IRCOM provides housing and wraparound programs and services for both parents and children of newcomer families. Supports include childcare, asset and capacity building and literacy programming, to name just a few of its services. More than 90 per cent of IRCOM’s participants are refugees; two-thirds are children and youth, and the organization also serves 1,000 non-tenant newcomers through numerous settlement and social service programs.

The high demand for secure and stable housing for newcomers was the impetus for construction of IRCOM 2, a second location at Isabel and Ross Street in Central Winnipeg. The Foundation’s Moffat Family Fund supported the construction and furnishment with $50,000 in 2013 and $50,000 in 2014.

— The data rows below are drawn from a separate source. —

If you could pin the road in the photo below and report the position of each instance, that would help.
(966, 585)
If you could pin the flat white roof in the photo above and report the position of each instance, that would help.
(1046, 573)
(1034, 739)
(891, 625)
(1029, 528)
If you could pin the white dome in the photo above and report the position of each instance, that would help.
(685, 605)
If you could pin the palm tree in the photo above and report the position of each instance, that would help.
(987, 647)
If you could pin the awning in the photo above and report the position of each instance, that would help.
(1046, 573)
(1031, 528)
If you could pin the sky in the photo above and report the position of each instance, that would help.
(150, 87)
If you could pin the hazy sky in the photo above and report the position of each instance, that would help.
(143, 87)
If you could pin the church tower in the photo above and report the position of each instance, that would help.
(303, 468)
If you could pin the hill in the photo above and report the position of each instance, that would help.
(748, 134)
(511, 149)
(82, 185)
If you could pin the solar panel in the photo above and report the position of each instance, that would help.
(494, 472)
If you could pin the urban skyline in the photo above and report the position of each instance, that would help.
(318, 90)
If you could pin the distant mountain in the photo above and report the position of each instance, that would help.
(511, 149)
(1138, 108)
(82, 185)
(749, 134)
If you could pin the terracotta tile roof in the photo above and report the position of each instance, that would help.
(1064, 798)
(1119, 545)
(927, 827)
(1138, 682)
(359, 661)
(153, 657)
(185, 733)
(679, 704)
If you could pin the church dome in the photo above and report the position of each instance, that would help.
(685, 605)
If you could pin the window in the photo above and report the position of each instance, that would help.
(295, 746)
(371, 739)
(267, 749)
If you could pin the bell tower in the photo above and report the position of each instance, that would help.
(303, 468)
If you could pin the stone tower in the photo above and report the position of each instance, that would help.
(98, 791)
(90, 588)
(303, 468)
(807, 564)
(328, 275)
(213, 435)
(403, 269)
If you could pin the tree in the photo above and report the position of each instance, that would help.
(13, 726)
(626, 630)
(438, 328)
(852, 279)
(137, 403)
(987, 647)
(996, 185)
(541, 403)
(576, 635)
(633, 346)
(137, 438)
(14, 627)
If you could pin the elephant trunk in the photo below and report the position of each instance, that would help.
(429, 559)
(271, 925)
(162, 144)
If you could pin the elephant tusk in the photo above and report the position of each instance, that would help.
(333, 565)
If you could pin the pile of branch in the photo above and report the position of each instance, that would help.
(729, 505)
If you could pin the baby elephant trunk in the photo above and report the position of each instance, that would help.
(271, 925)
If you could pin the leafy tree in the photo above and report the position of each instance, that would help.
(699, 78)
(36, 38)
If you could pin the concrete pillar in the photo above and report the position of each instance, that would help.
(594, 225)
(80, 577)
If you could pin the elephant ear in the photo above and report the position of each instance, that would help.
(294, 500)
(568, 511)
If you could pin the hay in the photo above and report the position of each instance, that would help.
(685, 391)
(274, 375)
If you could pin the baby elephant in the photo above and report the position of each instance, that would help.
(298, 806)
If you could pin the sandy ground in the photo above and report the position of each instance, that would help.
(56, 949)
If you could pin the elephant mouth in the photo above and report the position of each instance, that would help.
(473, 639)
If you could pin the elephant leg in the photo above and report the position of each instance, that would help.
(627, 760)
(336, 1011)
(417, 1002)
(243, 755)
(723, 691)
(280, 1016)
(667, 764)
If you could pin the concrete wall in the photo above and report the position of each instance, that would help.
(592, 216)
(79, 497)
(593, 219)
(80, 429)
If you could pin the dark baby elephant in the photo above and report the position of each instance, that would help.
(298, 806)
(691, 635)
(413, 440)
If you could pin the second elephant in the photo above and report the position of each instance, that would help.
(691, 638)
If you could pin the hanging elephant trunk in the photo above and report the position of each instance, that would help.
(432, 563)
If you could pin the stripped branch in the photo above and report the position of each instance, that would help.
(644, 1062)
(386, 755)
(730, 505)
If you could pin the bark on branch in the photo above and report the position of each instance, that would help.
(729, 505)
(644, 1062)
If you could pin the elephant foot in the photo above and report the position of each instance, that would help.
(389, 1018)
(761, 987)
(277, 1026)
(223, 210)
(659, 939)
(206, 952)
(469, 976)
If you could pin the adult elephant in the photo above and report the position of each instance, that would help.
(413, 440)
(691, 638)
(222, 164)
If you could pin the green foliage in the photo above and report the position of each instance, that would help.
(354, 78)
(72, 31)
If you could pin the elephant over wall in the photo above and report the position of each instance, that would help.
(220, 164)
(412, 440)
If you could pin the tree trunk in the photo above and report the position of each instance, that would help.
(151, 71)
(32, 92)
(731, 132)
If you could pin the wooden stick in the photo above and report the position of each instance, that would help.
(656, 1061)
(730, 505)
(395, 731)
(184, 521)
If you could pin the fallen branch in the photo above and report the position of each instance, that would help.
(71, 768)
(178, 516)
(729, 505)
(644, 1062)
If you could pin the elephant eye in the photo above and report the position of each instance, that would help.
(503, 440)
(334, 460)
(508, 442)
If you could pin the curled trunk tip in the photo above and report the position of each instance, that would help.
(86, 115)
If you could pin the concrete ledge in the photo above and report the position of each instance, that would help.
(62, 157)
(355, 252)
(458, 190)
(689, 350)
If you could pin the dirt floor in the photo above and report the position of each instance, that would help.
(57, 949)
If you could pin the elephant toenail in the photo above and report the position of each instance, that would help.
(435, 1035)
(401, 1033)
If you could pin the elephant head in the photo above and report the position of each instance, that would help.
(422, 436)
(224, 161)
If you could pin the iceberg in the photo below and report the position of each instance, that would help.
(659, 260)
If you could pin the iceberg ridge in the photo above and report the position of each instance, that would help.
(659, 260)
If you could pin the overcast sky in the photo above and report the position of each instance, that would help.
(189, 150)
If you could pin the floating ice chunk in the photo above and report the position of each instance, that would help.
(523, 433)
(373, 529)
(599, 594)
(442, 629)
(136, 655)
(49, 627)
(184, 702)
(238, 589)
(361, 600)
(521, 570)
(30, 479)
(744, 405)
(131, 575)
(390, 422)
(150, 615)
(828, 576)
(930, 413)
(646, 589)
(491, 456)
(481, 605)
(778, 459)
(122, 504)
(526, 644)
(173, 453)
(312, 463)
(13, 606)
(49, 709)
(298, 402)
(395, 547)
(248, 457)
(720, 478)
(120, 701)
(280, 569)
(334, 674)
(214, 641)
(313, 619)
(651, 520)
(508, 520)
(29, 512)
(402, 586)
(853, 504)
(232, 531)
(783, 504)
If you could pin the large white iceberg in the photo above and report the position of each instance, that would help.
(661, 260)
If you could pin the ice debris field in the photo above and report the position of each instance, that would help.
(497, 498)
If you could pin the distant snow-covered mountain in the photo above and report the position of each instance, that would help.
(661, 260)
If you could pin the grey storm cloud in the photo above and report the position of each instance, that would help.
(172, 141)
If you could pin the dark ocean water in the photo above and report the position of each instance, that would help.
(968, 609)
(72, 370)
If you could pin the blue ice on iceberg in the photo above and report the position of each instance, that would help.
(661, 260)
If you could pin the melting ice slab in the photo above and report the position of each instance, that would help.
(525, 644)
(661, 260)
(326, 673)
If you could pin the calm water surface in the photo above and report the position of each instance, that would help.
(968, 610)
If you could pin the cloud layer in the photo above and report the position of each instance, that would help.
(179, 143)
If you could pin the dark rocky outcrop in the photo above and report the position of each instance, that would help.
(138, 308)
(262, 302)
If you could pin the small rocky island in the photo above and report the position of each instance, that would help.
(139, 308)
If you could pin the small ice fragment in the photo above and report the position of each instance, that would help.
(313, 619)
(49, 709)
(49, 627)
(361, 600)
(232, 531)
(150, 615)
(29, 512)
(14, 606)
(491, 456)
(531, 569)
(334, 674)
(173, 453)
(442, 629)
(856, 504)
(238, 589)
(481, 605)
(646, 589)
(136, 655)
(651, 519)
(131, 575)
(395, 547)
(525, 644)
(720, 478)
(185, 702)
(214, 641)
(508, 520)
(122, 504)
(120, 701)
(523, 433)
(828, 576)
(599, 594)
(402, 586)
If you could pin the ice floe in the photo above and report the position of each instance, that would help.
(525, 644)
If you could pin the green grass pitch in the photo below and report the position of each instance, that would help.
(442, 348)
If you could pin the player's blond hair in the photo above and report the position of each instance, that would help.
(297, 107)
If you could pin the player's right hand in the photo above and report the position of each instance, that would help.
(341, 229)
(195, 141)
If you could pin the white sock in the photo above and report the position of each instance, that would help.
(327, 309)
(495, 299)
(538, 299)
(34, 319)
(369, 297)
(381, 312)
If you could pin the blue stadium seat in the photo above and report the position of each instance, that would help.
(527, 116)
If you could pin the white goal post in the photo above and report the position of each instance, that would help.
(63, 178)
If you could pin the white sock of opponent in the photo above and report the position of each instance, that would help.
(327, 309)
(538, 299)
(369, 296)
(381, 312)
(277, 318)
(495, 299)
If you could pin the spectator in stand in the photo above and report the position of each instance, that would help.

Newcomers and refugees landing in Winnipeg are also part of the strength of the resettlement network, developing organizations and services to help their own communities find their way. For example, in 2017 and 2018, The Foundation supported Sierra Leone Refugee Resettlement with $20,000 to provide culturally appropriate camp for kids and in-house tutoring during the summer months. Projects like these are critical in putting down roots in a new land while honouring a home culture.

The network of immigrant and refugee services in Winnipeg is compassionate, responsive and key to the success of meaningful integration into Canadian society. The work of organizations that welcome newcomers, goes above and beyond basic human kindness to help ensure security of the displaced and care for the traumatized. The Winnipeg Foundation is a long-time supporter of grassroots organizations in response to the pressing needs and emerging issues in the newcomer community.